International career
- Years: Team / Apps / (Points)
- 1963–66: Scotland / 12 / (6)

= Brian Henderson (rugby union) =

Brian Carlyle Henderson (31 January 1939 – 5 November 2020) was a Scottish international rugby union player.

Born in Edinburgh, Henderson attended Dalkeith High School and had three seasons in the first XV, then began playing for Edinburgh Wanderers in the 1956–57 season, following a stint with local side Dalkeith RFC. He served in Aden during his national service with the Northamptonshire Regiment.
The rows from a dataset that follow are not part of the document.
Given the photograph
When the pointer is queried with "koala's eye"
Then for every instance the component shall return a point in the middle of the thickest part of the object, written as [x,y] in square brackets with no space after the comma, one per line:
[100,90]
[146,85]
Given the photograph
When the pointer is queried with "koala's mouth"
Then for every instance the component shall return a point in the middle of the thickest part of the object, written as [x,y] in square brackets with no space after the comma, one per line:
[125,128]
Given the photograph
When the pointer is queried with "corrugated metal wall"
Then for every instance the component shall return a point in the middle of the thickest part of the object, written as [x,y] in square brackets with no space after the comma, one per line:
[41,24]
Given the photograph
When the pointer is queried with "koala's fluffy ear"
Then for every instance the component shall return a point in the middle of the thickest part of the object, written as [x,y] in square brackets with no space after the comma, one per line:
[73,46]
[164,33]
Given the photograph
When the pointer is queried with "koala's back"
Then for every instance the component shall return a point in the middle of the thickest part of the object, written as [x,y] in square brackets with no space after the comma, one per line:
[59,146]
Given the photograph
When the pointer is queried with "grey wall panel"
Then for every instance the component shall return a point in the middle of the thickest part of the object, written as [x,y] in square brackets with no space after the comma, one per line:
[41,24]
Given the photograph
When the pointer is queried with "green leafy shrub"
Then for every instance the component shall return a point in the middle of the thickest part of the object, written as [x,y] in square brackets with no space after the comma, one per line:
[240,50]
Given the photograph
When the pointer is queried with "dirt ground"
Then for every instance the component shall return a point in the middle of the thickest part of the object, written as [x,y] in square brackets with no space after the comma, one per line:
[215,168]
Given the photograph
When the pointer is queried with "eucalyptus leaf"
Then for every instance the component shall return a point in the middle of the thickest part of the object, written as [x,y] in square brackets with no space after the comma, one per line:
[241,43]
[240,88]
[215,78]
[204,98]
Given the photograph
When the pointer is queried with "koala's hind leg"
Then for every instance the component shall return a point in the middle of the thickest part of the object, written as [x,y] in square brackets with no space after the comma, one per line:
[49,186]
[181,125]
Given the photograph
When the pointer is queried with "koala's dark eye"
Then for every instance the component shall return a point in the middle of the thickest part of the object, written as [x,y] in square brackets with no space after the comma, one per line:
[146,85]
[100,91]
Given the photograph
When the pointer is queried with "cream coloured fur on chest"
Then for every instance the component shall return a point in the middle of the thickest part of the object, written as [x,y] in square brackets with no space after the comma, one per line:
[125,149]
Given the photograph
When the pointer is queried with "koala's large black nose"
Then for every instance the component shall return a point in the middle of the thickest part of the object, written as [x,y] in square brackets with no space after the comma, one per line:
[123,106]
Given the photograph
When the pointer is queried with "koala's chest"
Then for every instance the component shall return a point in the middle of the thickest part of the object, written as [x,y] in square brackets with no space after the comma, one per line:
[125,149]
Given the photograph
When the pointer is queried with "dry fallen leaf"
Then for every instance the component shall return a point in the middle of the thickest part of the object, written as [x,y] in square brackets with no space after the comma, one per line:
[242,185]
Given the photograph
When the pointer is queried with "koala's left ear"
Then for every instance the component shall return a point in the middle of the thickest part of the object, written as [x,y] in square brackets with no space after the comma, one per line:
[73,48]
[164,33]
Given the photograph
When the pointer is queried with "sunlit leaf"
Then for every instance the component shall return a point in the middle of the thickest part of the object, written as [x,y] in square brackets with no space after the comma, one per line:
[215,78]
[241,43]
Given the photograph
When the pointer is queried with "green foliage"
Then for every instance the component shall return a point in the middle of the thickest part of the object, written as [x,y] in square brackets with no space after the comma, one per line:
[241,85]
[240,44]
Henderson, a large centre three quarter, was a powerful runner and strong tackler. He stood at 6 ft 3 in and at close to 16 stone outsized many forwards. After debuting for Edinburgh District in 1960–61, Henderson gained his first Scotland cap in their final 1963 Five Nations fixture, against England at Twickenham. He won a further 11 caps over the next three years, forming a centre partnership with Iain Laughland. Both his two career tries came in a loss to France at Stade Colombes in 1965. He got recruited to tour Australasia with the British & Irish Lions in 1966, but was unavailable to make the trip.

After retiring from rugby at 27, Henderson spent the remainder of his working life with Norwich Union.